R18ソシャゲの世界に転生したのだが、無条件の忠誠心を示す『英傑美少女』たちが恐ろしい件 作:たたたった
この世界において最も強い存在は英傑美少女ではなく召喚者たる国王である。
召喚能力と引き換えに本来の力を失い弱体化した王。チュートリアルの段階では一般兵と同程度のステータスであるが、闇の軍勢との本格的な戦争が始まる1年後にはUR相当のステータスを取り戻している。最終的な強さは最高リアリティのGRの英傑美少女たちの完全上位互換、つまり最強のユニットとして戦場を荒らしまわれる程の実力なのだ。
もちろんリスクは当然ある。盤上遊戯の将棋やチェスのように王が討ち取られたら敗北。ヒーローエネミーの可愛い魔物娘に負けるのならば逆レイプのエロシーン展開であるが、雑兵のゴブリンやオークに負けるとマゾ向けにしてはハードな絵面を眺める結果となる。

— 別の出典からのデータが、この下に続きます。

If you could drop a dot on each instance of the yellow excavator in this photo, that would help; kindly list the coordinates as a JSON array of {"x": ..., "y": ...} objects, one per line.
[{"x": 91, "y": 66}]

ゲームならば一定期間後に復帰、しかし現実となった現在ではどのような末路になるかなんて分からない。それにいくら可愛いと言っても望まぬ凌辱、期間として考えると1年近くも種馬として監禁されることを想像するだけでも恐ろしい。
そしてしばらくすれば戦場でその時に生まれた娘と対峙するシリアスな状況に陥るのだ。
「ふははは!とうとう俺も力を取り戻せる機会が訪れたぞ!この宝玉の力により最強へと駆けあがるのだ!」
椅子に座る俺の手に握られるのは深紅の宝玉。視界に映る半透明のディスプレイには『チュートリアルモード終了』のお知らせが届き、数多の英傑美少女に強要されたSMプレイによって摩耗した精神に活力が戻ってくる。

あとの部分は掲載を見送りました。